Re: select a variable as stdout and utf8 flag behaviour

2016-11-10 Thread Aristotle Pagaltzis
* Gert Brinkmann <g...@netcologne.de> [2016-11-09 16:00]:
> open(my $fh, '>:encoding(UTF-8)', \$html);
> my $orig_stdout = select( $fh );
> print "Ümläut Test ßaß; 使用下列语言\n";

Think of it this way:

Those three lines of code are an elaborate way of doing this:

$html = Encode::encode('UTF-8', "Ümläut Test ßaß; 使用下列语言\n");

If you wrote that code, would you be surprised that $html does not
have the UTF8 flag set afterwards?

Bonus question if you are not surprised then: what is the difference
between these two cases that makes your argument that “perl knows what
I put in there so it should know to set the UTF8 flag on it” not apply
to this?

Regards,
-- 
Aristotle Pagaltzis // <http://plasmasturm.org/>


Re: Encode UTF-8 optimizations

2016-08-20 Thread Aristotle Pagaltzis
* Karl Williamson  [2016-08-21 03:12]:
> That should be done anyway to make sure we've got less buggy Unicode
> handling code available to older modules.

I think you meant “available to older perls”?


Re: UTF-8 encoding & decoding

2016-05-14 Thread Aristotle Pagaltzis
* Pali Rohár <pali.ro...@gmail.com> [2016-05-12 20:23]:
> If both functions should do same thing, why we have duplicity?

Encode.pm is big and fairly slow, because it handles a zillion encodings
and has lots of options for handling invalid input data. Perl needs only
UTF-8 transcoding and needs it fast, so it has code for just that. Since
that code is there anyway, it can just as well be exposed to Perl space.

> And which one is preferred to use?

Well, either you need Encode.pm or you don’t. The built-ins are faster
and always loaded, but they only do UTF-8 and if you have invalid data
then all you get is a false return value and no other help.

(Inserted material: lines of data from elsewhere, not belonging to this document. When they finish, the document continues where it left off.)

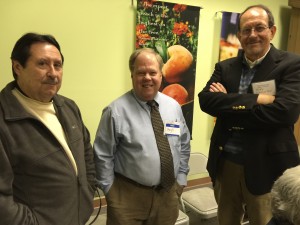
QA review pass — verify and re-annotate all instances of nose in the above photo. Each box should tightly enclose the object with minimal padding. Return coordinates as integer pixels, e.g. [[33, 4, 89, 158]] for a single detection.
[[249, 27, 257, 36], [144, 73, 151, 79]]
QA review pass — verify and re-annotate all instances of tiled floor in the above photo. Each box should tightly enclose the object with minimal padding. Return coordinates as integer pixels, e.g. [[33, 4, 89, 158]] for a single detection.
[[86, 209, 218, 225]]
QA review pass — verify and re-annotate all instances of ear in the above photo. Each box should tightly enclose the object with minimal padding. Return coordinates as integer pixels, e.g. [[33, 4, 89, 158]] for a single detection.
[[11, 60, 23, 76], [236, 31, 242, 43]]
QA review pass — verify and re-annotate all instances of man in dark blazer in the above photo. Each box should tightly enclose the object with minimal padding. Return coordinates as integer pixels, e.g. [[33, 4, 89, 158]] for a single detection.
[[198, 5, 300, 225]]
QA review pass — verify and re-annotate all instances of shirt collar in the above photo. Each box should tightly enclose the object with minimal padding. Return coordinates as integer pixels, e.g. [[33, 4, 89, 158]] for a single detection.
[[245, 46, 271, 69]]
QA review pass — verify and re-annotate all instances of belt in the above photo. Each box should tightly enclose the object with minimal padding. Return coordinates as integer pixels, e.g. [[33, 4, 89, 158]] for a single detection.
[[115, 172, 163, 191]]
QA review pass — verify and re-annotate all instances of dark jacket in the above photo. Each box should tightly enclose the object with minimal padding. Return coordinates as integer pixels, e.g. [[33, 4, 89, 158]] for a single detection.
[[198, 46, 300, 195], [0, 82, 95, 225]]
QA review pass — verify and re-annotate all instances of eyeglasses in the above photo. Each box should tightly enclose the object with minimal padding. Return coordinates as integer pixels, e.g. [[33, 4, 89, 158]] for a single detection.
[[241, 25, 271, 36]]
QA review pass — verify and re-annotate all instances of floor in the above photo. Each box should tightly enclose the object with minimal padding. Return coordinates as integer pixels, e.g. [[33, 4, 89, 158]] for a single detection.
[[86, 209, 218, 225]]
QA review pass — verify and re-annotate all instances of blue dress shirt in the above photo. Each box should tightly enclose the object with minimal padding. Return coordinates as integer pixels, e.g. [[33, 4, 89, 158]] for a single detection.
[[94, 90, 190, 194]]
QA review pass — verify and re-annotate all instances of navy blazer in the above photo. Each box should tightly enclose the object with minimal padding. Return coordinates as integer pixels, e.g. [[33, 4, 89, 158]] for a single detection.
[[198, 45, 300, 195]]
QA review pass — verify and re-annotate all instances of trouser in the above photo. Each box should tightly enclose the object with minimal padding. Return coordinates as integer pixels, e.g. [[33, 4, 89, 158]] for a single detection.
[[214, 159, 272, 225], [106, 175, 179, 225]]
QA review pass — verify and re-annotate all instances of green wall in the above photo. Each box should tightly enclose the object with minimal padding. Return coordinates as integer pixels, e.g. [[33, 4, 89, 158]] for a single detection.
[[0, 0, 290, 154]]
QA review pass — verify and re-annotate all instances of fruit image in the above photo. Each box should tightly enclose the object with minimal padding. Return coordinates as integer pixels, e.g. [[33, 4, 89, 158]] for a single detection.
[[162, 45, 193, 83], [162, 84, 189, 105]]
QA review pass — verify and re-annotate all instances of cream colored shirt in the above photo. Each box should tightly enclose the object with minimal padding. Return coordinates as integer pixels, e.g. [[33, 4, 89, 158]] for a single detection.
[[12, 88, 78, 175]]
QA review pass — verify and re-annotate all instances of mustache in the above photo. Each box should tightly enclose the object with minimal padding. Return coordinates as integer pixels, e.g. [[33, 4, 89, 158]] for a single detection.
[[42, 78, 59, 85]]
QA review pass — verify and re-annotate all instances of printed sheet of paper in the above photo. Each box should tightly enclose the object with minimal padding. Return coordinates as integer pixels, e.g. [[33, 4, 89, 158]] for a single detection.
[[252, 80, 276, 95]]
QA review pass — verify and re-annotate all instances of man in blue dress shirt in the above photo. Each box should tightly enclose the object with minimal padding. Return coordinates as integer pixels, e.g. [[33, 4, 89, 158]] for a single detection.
[[94, 48, 190, 225]]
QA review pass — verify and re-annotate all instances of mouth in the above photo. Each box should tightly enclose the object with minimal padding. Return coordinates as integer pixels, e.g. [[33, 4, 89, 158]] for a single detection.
[[142, 84, 153, 88]]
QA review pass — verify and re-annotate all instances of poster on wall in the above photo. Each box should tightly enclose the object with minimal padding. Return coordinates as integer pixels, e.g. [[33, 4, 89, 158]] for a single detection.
[[219, 12, 241, 61], [136, 0, 201, 133]]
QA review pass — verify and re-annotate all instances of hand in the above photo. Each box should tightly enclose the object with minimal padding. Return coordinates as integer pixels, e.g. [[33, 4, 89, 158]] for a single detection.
[[256, 94, 275, 105], [209, 82, 227, 94]]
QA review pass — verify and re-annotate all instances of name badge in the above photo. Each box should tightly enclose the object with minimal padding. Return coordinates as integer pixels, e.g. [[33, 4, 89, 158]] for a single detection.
[[252, 80, 276, 95], [164, 122, 180, 136]]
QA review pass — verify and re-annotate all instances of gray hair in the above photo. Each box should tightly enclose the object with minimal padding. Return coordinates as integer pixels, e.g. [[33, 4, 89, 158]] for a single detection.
[[129, 48, 164, 73], [238, 4, 275, 31], [271, 165, 300, 225]]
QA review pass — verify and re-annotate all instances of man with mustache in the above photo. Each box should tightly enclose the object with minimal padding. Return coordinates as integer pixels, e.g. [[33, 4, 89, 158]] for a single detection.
[[198, 5, 300, 225], [0, 33, 95, 225]]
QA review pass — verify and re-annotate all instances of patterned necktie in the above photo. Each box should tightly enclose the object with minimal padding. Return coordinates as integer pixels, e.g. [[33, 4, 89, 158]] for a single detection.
[[147, 100, 175, 190]]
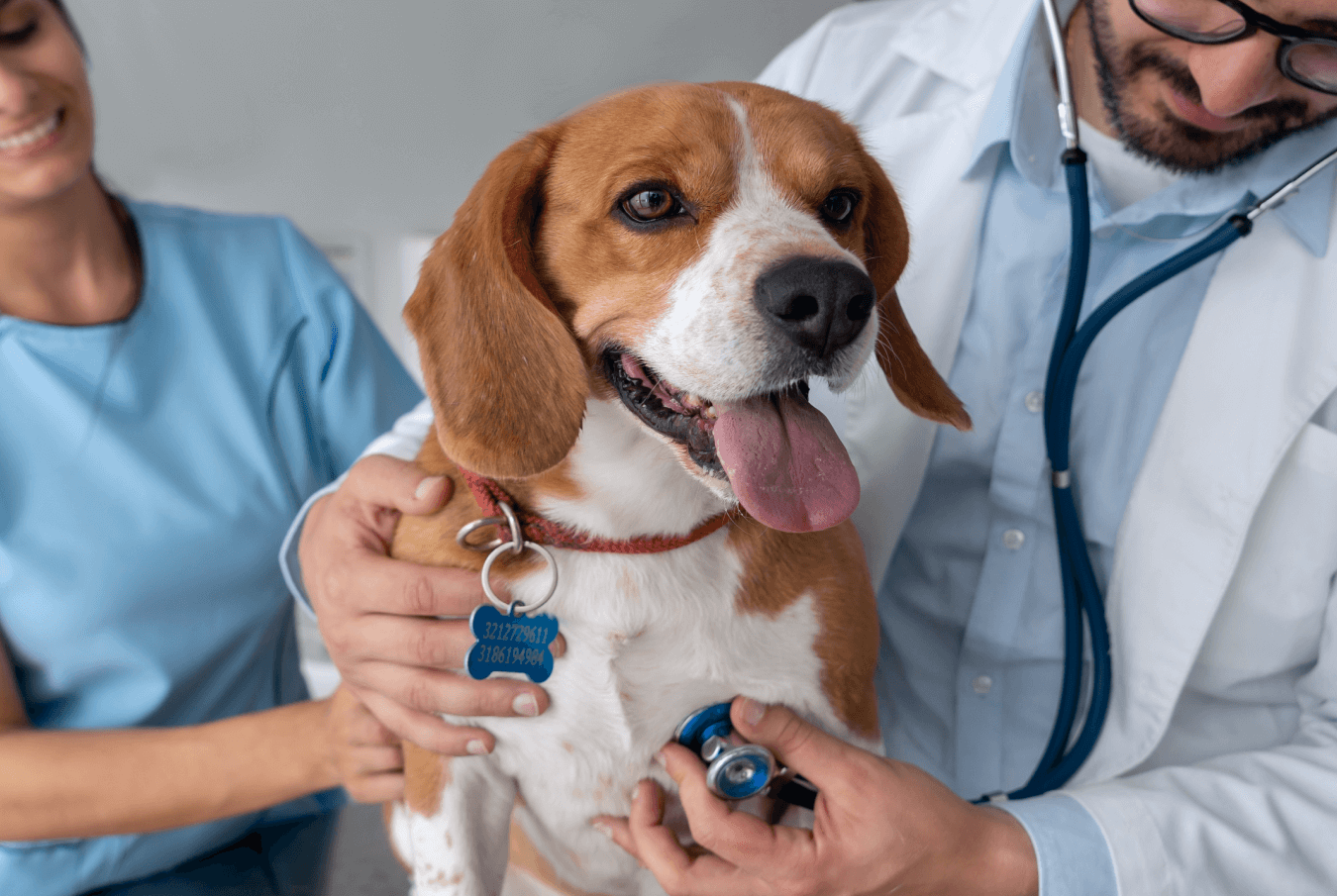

If you need
anything else you pay the memory and take the speed hit of Encode.pm.
(If you are working on a large application, chances are high that you
have Encode.pm loaded anyway.)

Regards,
-- 
Aristotle Pagaltzis // <http://plasmasturm.org/>


Re: UTF-8 encoding & decoding

2016-05-06 Thread Aristotle Pagaltzis
* Pali Rohár <pali.ro...@gmail.com> [2016-05-06 14:50]:
> 1. What is difference between those two calls?
>
>  utf8::encode($str);
>
> and
>
>  $str = Encode::encode('utf8', $str);
>
> 2. What is difference between those?
>
>  utf8::decode($str);
>  $str = Encode::decode_utf8($str);

They do the same thing with different interfaces. utf8::encode/decode
modify a string in-place and return a boolean to signal success or not.
Encode.pm returns a copy and can be configured to do a range of things
with invalid input, from converting invalid bytes to replacement marks
to throwing an exception.

> 3. Where is implementation of utf8::encode/decode functions? It is not
> in utf8.pm, nor in utf8_heavy.pl and also not in unicore/Heavy.pl. And
> what those functions doing?

They are part of the perl interpreter and defined in universal.c as thin
wrappers around code ultimately from sv.c.

Regards,
-- 
Aristotle Pagaltzis // <http://plasmasturm.org/>


Re: Choice of BOM for UTF-16 encoding

2014-02-09 Thread Aristotle Pagaltzis
* Geoffrey Leach ge...@hughes.net [2014-02-10 07:35]:
 Is there a way to force (from my module) the choice to be LE? It turns
 out that the library I'm supporting (taglib) works in LE.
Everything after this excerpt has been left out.